Research

Our goal is to identify the neural circuits & dynamics that facilitate social competence & ultimately, how they change in disease.

We measure behavior to understand mechanism

Our knowledge of the social brain has been limited in part by limitations in quantifying social behavior, which leads to a problem: if you cannot measure the behavior, you cannot understand the underlying neural mechanism. We tackle this goal by using wireless multi-site in vivo electrophysiology, optogenetics and machine learning in mouse models to identify the neural circuits of social behaviors and competency, and how they are disrupted in the unhealthy brain.

Our Projects

What are the neural dynamics that facilitate social rank learning and encoding?

Our research shows that mPFC encodes social rank and that the subpopulation of medial prefrontal cortex (mPFC) that projects to the lateral hypothalamus (LH) contributes to the encoding of social rank and modulate social dominance. However, which mPFC inputs enable this social rank code remains unknown.

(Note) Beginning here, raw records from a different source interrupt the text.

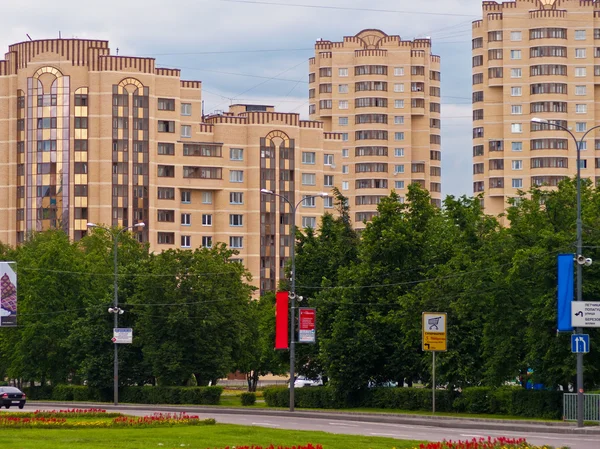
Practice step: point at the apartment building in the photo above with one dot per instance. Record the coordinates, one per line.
(533, 59)
(383, 95)
(92, 137)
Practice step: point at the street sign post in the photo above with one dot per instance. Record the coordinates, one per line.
(122, 335)
(580, 343)
(585, 314)
(434, 339)
(434, 331)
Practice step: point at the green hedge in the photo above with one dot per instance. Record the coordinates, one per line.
(512, 401)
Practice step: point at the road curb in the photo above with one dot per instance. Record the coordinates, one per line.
(415, 420)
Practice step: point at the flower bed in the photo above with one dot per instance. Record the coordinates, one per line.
(483, 443)
(80, 418)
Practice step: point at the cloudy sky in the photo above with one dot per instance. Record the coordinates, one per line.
(257, 51)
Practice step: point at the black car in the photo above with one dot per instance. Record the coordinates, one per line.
(11, 395)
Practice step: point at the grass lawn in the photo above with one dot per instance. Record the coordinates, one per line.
(196, 437)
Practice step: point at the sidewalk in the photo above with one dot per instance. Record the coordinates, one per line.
(391, 418)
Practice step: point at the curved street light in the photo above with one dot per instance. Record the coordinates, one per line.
(578, 146)
(293, 208)
(115, 310)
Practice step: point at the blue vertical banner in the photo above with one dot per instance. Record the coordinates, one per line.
(565, 291)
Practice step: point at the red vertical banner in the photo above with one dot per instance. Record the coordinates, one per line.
(281, 320)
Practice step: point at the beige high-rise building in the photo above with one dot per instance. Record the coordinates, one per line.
(87, 136)
(533, 59)
(383, 95)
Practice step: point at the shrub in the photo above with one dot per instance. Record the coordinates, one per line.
(248, 398)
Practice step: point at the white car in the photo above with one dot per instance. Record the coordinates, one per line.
(303, 381)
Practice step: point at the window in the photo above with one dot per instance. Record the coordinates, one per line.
(309, 222)
(166, 149)
(166, 171)
(236, 220)
(236, 198)
(236, 154)
(308, 201)
(166, 238)
(308, 179)
(236, 176)
(236, 242)
(166, 193)
(166, 126)
(308, 157)
(166, 104)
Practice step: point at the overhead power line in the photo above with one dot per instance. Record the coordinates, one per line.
(347, 8)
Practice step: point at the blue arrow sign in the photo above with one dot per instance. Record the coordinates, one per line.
(580, 343)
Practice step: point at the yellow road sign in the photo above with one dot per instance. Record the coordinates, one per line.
(434, 331)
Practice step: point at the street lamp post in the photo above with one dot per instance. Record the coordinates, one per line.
(115, 310)
(578, 146)
(293, 208)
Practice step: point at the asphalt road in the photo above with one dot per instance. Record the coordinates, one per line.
(353, 427)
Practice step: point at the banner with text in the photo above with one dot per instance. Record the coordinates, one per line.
(281, 320)
(307, 327)
(8, 294)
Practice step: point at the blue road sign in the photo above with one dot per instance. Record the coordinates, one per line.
(580, 343)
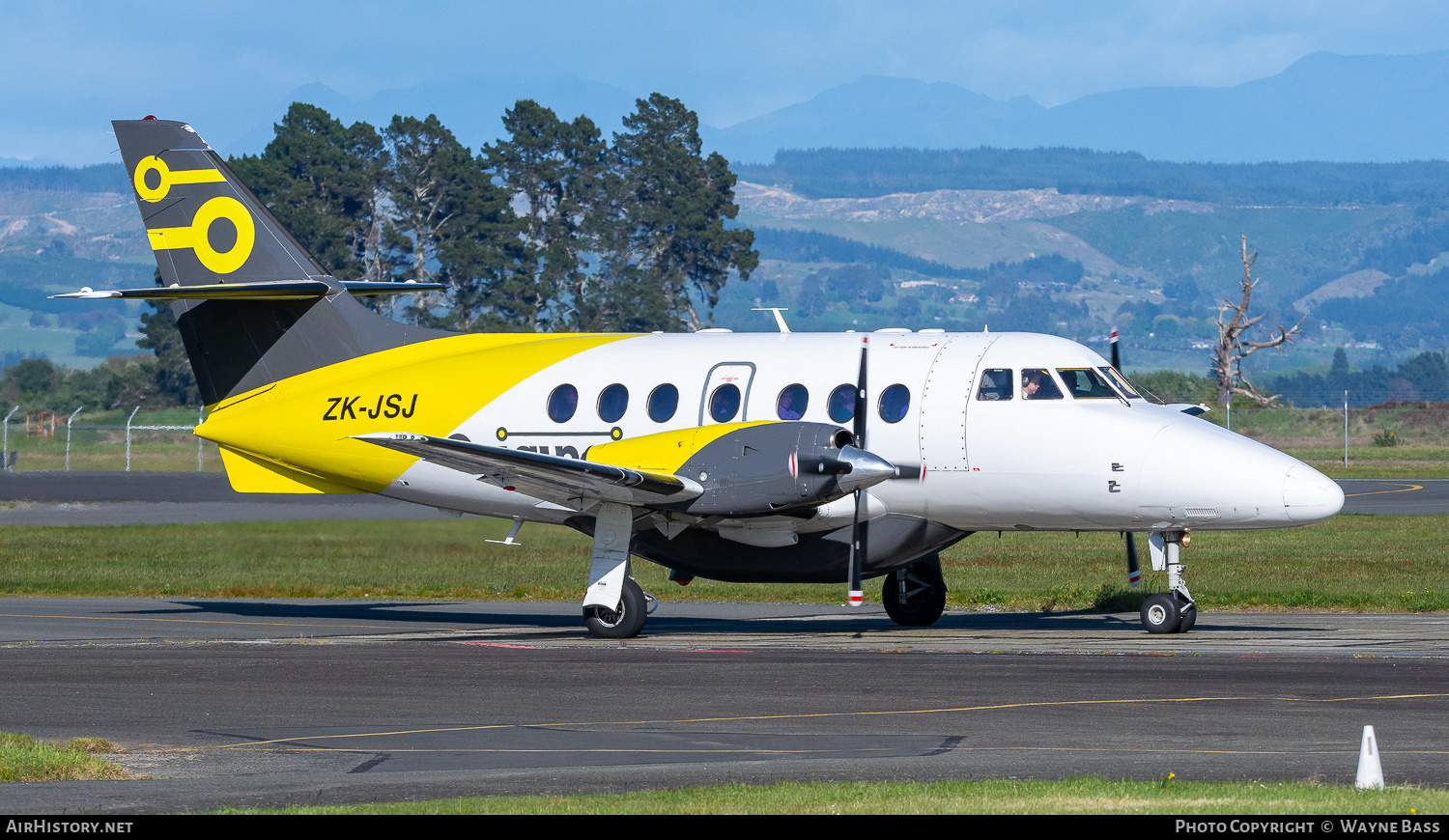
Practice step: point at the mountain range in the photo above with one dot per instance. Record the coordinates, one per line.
(1321, 107)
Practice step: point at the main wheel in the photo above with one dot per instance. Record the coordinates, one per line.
(924, 596)
(1161, 614)
(623, 623)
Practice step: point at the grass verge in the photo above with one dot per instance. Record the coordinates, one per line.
(28, 759)
(1077, 796)
(1377, 564)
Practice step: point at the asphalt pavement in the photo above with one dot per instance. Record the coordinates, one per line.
(266, 703)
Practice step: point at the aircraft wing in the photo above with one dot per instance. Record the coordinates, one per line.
(565, 481)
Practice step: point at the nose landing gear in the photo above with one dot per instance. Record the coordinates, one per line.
(1171, 611)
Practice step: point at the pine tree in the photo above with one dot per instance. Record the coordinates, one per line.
(319, 179)
(553, 170)
(448, 223)
(666, 248)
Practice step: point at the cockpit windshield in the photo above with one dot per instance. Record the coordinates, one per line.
(1037, 384)
(1086, 384)
(1121, 382)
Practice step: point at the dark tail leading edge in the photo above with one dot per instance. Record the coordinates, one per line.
(206, 228)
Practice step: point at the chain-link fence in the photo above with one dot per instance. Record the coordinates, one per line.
(84, 439)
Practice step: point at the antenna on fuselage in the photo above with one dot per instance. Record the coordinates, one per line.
(780, 319)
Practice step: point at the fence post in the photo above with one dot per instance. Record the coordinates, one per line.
(5, 445)
(69, 420)
(1345, 429)
(128, 436)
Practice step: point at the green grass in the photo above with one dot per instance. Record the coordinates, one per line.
(28, 759)
(1350, 562)
(1077, 796)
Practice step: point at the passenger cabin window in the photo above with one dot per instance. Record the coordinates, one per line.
(1121, 382)
(724, 403)
(663, 403)
(562, 403)
(842, 405)
(996, 384)
(613, 402)
(791, 403)
(1086, 384)
(1037, 384)
(895, 403)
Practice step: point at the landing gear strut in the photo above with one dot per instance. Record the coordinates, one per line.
(614, 605)
(915, 596)
(1171, 611)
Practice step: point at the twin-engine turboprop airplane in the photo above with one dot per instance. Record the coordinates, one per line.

The goal of this project is to identify where and when social rank learning occurs.

How does social history affect sociality and its neural dynamics?

Most of the neurobiological studies of pro-social behaviors do not consider social history. Therefore, it is unknown if there are common or diverging circuits that control sociability across social history. In this project we treat social history as a variable by varying the familiarity and social rank of the target animal presented. This project seeks to characterize how social history affects the neural circuits and dynamics underlying sociality. This knowledge will help us better understand how the brain controls pro-social behaviors.

How does threat affect social behaviors and their neural dynamics?

An important component of social competency is adjusting social behavior as the context changes. In the context of potential threat adjusting your behavior may be important for survival, but overcompensation may be maladaptive and lead to anxiety disorders. Interestingly, there is an overlap in the circuits that modulate anxiety-like behavior and sociability, suggesting that threats can impact social behaviors, but how the neural dynamics of sociality are impacted by threat is unknown. This project seeks to reveal the circuit nodes and neural dynamics that relate to changes in social behavior in the presence of threat.